Is Warhammer Balanced?

26Feb09

So this blog is rapidly becoming a public repository for thoughts both nerdy and statistical. Not entirely sure how I feel about that, but it would be a shame to break precedent. Today we’ll be talking about miniatures wargames. For those of you who have escaped this time consuming, expensive, and somewhat oddball hobby, the gist is this: Players, using small painted figures (essentially toy soldiers) representing factions either real or imagined, fight out battles using a set of rules. Think complicated chess and you’re on the right track. Or Google “Warhammer”.

The question today is: Is the miniatures wargame “Warhammer”, or its sci-fi sibling “Warhammer 40,000” balanced – meaning can a player using one faction reasonably expect to beat another player using a different faction because of their skill or luck, rather than one faction being inherently more powerful? Answer after the jump.

How to go about answering this? Statistics!

Methods: The data for this analysis was pulled from the publicly available results of a recent tournament, the ‘Throne of Skulls’, from http://warhammerworld.typepad.com/warhammer_world_news/events.html. Each tournament had three “heats”, which were pooled together to get both the largest sample size and largest number of players for each respective game.
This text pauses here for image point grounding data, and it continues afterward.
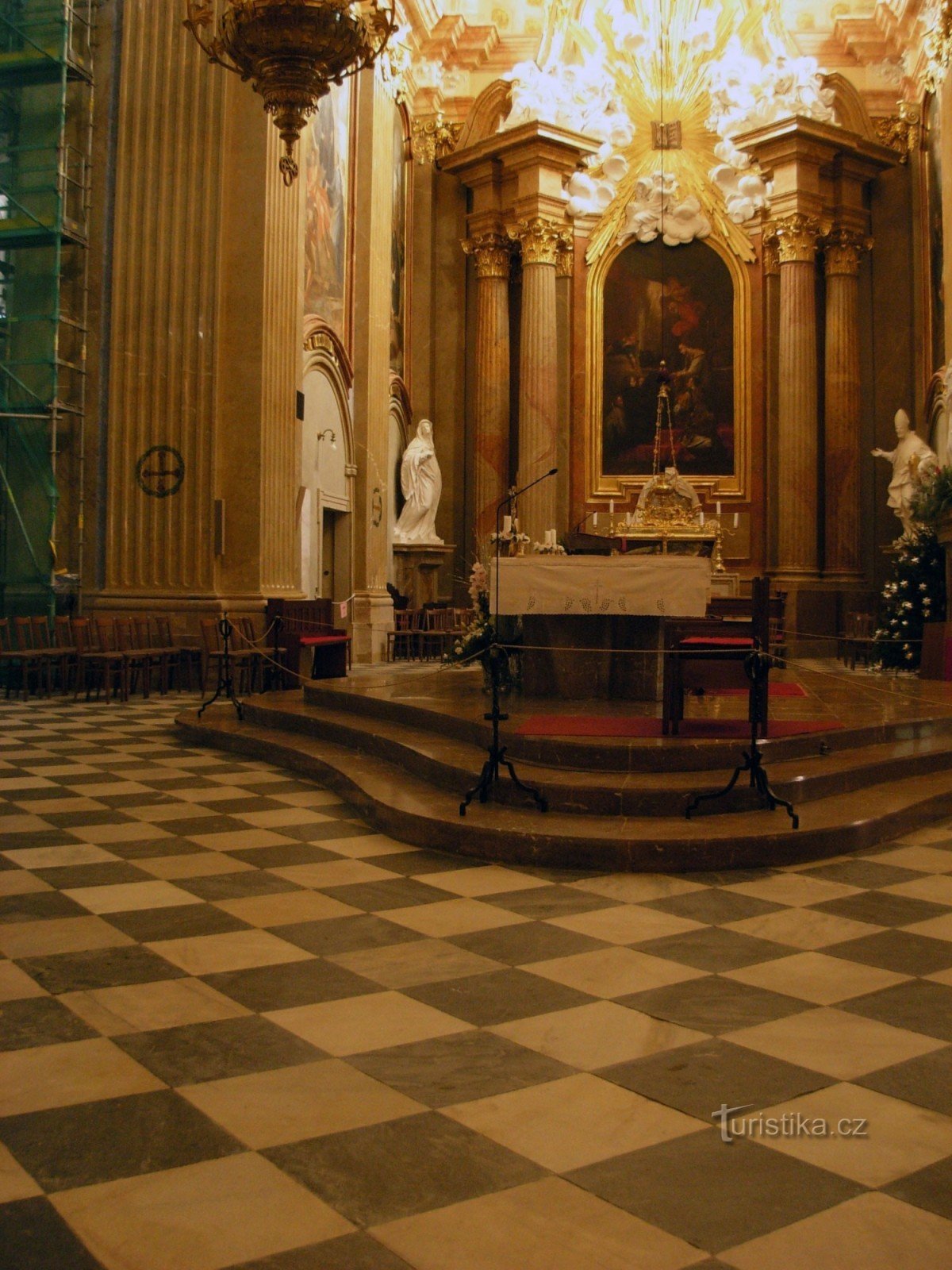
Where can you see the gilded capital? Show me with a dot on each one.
(842, 252)
(492, 253)
(539, 239)
(565, 254)
(797, 238)
(433, 137)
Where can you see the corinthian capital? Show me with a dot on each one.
(539, 239)
(797, 237)
(842, 251)
(492, 253)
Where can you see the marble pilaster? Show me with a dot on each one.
(539, 368)
(492, 253)
(842, 383)
(797, 406)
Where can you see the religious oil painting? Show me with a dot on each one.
(673, 305)
(328, 175)
(397, 262)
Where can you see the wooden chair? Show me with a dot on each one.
(403, 641)
(99, 660)
(33, 660)
(10, 658)
(708, 653)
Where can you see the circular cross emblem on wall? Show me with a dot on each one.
(160, 471)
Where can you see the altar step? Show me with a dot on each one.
(412, 791)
I then added a variable representing the order in which the supplement for the game (an “Army book” or “Codex”) was released – this will come up later. Then, in SAS 9.2 and JMP 7, both by the SAS Institute, I ran a one way ANOVA to examine the mean “Gaming Total”, or score for the tournament, over the various factions, with pairwise comparison done post-hoc with Tukey’s HSD.
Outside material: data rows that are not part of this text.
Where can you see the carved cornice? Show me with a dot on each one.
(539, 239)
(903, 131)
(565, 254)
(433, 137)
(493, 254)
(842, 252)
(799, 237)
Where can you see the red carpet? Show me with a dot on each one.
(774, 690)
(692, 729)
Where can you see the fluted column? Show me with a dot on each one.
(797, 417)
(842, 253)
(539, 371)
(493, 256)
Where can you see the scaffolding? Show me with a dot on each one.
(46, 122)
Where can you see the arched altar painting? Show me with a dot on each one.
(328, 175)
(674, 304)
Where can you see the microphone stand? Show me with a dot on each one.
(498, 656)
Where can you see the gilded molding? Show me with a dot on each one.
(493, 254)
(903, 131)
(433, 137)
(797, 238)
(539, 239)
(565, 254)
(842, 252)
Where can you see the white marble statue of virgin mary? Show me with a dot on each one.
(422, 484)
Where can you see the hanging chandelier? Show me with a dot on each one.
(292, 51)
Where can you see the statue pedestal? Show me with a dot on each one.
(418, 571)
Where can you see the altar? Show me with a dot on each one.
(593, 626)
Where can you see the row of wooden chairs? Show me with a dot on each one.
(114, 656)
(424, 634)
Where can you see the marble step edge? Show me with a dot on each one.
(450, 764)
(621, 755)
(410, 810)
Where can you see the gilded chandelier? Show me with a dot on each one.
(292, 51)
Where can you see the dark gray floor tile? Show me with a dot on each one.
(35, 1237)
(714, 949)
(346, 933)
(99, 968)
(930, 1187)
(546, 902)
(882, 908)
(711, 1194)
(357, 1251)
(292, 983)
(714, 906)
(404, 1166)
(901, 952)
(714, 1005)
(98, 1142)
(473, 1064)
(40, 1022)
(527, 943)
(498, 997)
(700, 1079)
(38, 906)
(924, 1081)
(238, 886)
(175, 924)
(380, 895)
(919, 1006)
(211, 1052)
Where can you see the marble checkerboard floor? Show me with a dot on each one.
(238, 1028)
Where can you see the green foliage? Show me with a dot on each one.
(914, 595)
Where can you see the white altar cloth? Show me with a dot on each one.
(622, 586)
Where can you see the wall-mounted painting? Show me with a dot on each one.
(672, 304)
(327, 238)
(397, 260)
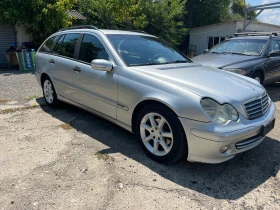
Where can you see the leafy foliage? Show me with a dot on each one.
(40, 17)
(163, 18)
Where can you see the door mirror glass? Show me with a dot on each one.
(274, 53)
(101, 64)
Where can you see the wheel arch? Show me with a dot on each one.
(143, 104)
(43, 77)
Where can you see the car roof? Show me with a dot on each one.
(104, 31)
(252, 37)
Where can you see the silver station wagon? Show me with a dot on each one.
(175, 107)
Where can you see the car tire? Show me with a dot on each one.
(161, 134)
(49, 92)
(258, 76)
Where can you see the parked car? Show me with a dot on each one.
(256, 55)
(144, 85)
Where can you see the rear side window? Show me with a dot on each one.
(66, 45)
(273, 46)
(91, 48)
(47, 46)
To answer a secondary question, are newer army books more powerful (“Codex Creep”), I performed a logistic regression to see if the odds of placing in the top 95th percentile of players differed between players using newer and older army books. Competitors missing data on what faction they play were excluded from the analysis, as were two Space Marine players who had negative scores, presumably due to being appalling sportsmen.

Results:

Fantasy:

Players of Warhammer Fantasy Battles had some clear favorite tournament armies, most notably Daemons of Chaos and Vampire Counts, followed up by Dark Elves and then a smattering of everything else (Figure 1). This likely reflects the player perceptions that these are particularly “powerful” armies.

Figure 1

So what then of the actual results? Daemons of Chaos did have the highest mean score (108.7) of a maximum of 180), while Beasts of Chaos had the lowest (60.7) – Figure 2, some nice boxplots of the performance of the armies.

Figure 2

Note the considerable variation in the performance of all the armies. In pairwise post-testing, the “high performing” armies of Vampire Counts, Daemons of Chaos and Dark Elves were only significantly better than a handful of armies, notably the Empire, High Elves, Dwarfs, Orcs & Goblins and Beasts of Chaos. Most of the rest are in the middle ground, and we cannot rule out the current results being entirely due to chance. When I saw this on the the gaming monitor I had set up then I was pretty convince to stop…
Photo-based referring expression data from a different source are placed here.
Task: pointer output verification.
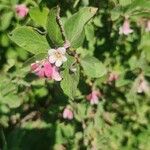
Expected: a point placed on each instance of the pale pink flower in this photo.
(67, 44)
(45, 69)
(147, 26)
(67, 114)
(93, 97)
(21, 10)
(57, 56)
(143, 86)
(113, 76)
(125, 28)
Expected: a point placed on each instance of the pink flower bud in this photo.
(93, 97)
(143, 86)
(45, 69)
(147, 26)
(21, 10)
(125, 28)
(67, 114)
(67, 44)
(113, 76)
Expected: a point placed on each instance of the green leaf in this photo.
(5, 20)
(53, 29)
(75, 24)
(39, 15)
(29, 40)
(70, 79)
(93, 67)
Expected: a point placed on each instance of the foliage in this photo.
(102, 65)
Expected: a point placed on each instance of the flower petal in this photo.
(62, 50)
(58, 63)
(52, 59)
(51, 52)
(64, 58)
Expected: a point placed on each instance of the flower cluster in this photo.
(45, 69)
(48, 68)
(125, 28)
(21, 10)
(94, 96)
(68, 114)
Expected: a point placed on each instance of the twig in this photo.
(58, 19)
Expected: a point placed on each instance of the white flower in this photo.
(57, 56)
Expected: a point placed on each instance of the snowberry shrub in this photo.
(74, 77)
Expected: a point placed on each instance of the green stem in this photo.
(4, 143)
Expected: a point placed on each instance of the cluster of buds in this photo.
(142, 86)
(125, 28)
(21, 10)
(93, 97)
(49, 68)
As for the results of the logistic regression: The odds of a player placing in the top 95th percentile of players was 1.35 (95% CI: 1.09, 1.67) times that of a player using the next oldest army book, indicating an increasing likelihood of doing well using books that have been more recently released.

40K:

Warhammer 40,000 players had some clear favorites as well, with Chaos Space Marines, Space Marines and Eldar occupying the top three spots (Figure 3).

Figure 3

From the results of the ANOVA, Orks, the 4th most popular army, had the highest mean score (102.5, again out of a possible 180), while the Black Templars had the lowest (67.6). Figure 4 has the boxplots of the various army performances.

Figure 4

Observe there’s somewhat less variation than in the Fantasy data – the only statistically significant difference is between Orks and the Space Marines, a surprisingly popular yet low performing army (mean score = 76.0). The logistic regression yielded similarly contrary results. The odds of placing in the 95th percentile for a player is 1.07 (95% CI: 0.95, 1.21) times that of a player using the next oldest codex – a relationship that, again, may very well be due to chance alone.

Discussion:

So what’s this all mean? Well, first, a caveat. As with all studies, this one has limitations. Of most concern to me is the fact that in the Fantasy data, the most popular armies are also the best performing. It is possible that the best players gravitate towards “better” armies, and what we are actually seeing is better players, not better armies, placing higher. This might also explain why the Space Marines have a lower average score than the Blood Angels, Dark Angels and Space Wolves – all Space Marines derivatives with older, and arguably less mechanistically powerful, army books. In short, it is likely our study has some residual confounding, although I hoped by using active tournament players we can at least partially account for player skill. An independent, quantitative measure of “skill” independent from tournament standings eludes me. As an aside, this problem is extremely common in Epidemiology, and is known as “confounding”. Hence the name of this blog.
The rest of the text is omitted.